The traffic stop on a rural road in Washington County, Va., split up a trio of young, out-of-town campers and left two disoriented juveniles without driver’s licenses to navigate their friend’s car late Monday.
The three friends from Virginia Beach were lost and looking for a convenience store when a county sheriff’s deputy pulled over the car and arrested the driver, 20-year-old Ryan Montgomery, on a charge of possession of marijuana. Montgomery was arrested again hours later for driving a golf cart on Interstate 81.
Deputy Tom Dula said he confiscated a marijuana bowl and a plastic baggie of the drug from Montgomery, and took another baggie with pills from a 17-year-old passenger who claimed they were prescribed antidepressants. Dula then left the scene without verifying that one of the juveniles had a driver’s license.

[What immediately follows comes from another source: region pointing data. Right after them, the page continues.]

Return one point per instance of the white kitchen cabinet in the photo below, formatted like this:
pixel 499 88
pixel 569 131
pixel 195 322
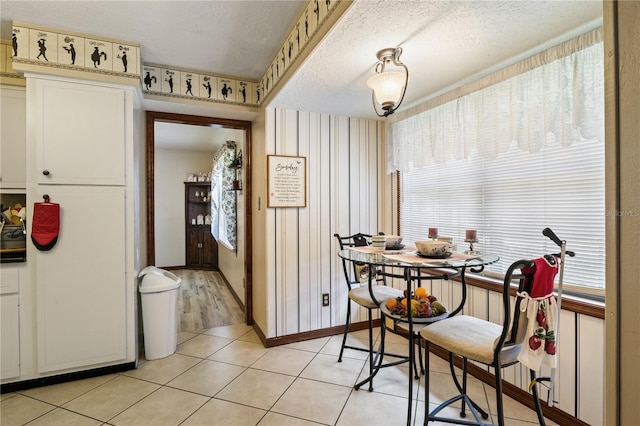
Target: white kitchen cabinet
pixel 81 314
pixel 12 137
pixel 9 327
pixel 10 275
pixel 79 132
pixel 81 283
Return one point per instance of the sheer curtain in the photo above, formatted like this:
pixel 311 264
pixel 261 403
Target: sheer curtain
pixel 223 199
pixel 560 91
pixel 512 158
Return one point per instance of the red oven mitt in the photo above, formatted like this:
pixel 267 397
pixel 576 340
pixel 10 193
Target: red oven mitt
pixel 45 226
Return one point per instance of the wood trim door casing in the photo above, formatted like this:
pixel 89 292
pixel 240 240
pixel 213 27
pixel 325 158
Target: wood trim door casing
pixel 151 118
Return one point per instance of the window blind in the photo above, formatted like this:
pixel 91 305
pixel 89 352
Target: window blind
pixel 510 199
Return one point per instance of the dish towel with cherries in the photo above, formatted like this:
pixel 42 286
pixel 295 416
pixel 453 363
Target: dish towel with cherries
pixel 46 225
pixel 539 347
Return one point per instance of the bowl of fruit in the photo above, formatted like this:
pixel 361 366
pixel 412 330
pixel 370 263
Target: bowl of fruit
pixel 422 306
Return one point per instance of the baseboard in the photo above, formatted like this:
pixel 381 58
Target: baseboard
pixel 67 377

Neither of the teens had valid licenses, according to the Saltville police officer who stopped them around 1 a.m. Tuesday when they rolled through the town, lost and nearly out of gas.
In a phone interview Wednesday, Dula said he asked Colton Pierce if he had a driver’s license, and the juvenile responded that he did but it was at the site where the trio had camped Sunday night. The other passenger, Montgomery’s girlfriend – also 17 – had a learner’s permit and was the only one carrying identification.
Dula, a 26-year-old deputy who joined the force in February, was unable to verify whether Pierce had a license because of the poor reception of his police radio, he said.
“I had no reason not to believe [Pierce],” he said. “I had no reason to hold them.”
Pierce, who returned to Virginia Beach on Tuesday, disputed Dula’s account in a phone interview, calling it a “110 percent lie.”
“He never asked me for anything,” Pierce said. “He never made sure I had a license.”
Montgomery’s girlfriend could not be reached Wednesday, and her name could not be confirmed. Montgomery did not return a message left on his cell phone.
Washington County Sheriff Fred Newman defended Dula’s judgment, noting that Montgomery became verbally abusive when arrested, and that any sheriff’s first concern is for a deputy’s safety.
“He’s out there by himself, with backup several miles away,” Newman said.
Dula confirmed that a reserve deputy was riding with him.
Asked if he were concerned by the situation the juveniles were left in, Newman said: “It’s always a concern when you have juveniles out who may be under the influence.” He added, “We don’t know if they were using drugs or not.”
Both Pierce and his mother maintained that the pills he carried were prescribed antidepressants and that he was not abusing them.
“The prescription is old, and he probably should have thrown it out,” Debbie Alekna, Pierce’s mother, said by phone.
Dula said he has sent the pills to a lab for analysis.
As Dula processed Montgomery, he said Pierce and the 17-year-old female drove off looking for a gas station.
“I had no idea where I was,” said Pierce, who was issued his learner’s permit in January. “The cop told me to leave. My phone was dead. I had no way of getting in touch with anybody. I was screwed.”
Saltville Police Officer Randall Brickey said both Pierce and Montgomery’s girlfriend produced learner’s permits when he stopped them with their bright lights on around 1 a.m.
“I’m quite surprised one of them didn’t get hurt,” Brickey said.
He brought them inside the town hall, and later kept watch as they slept in the car. The police fed them breakfast the next day, and Alekna picked them up Tuesday morning.
Montgomery, who was released from the Southwest Regional Jail on bond before dawn Tuesday, apparently got a ride to Exit 19, where he walked in the wrong direction from his campsite. Lost, he found a golf cart at a private residence and turned it onto the interstate in an effort to be pulled over, said Dula, who arrested him again - this time for grand larceny.
Montgomery was held in lieu of a $2,500 secured bond until his father arrived Tuesday evening and bailed him out, according to jail officials and Saltville's police chief.
Chief Steve Surber kept the Acura at the police station until Montgomery and his father arrived Tuesday to pick it up. The car belongs to Montgomery's mother's boyfriend, according to Surber and Alekna.
Alekna said the trio's misadventure began with a Google search for a remote campground in West Virginia, but they apparently stumbled upon a forest by Tumbling Creek.
Dula said he went out looking for the campers after receiving a report from a retired state trooper who oversees the campground where they had stopped, and who suspected they were runaways.
They had arrived Sunday night, in the middle of a downpour, looking for "somewhere secluded and away from everything," Dula recalled.
Said Alekna of her 17-year-old son, Pierce: "He was going camping. He just needed to relax after a stressful academic year. To get away from it all."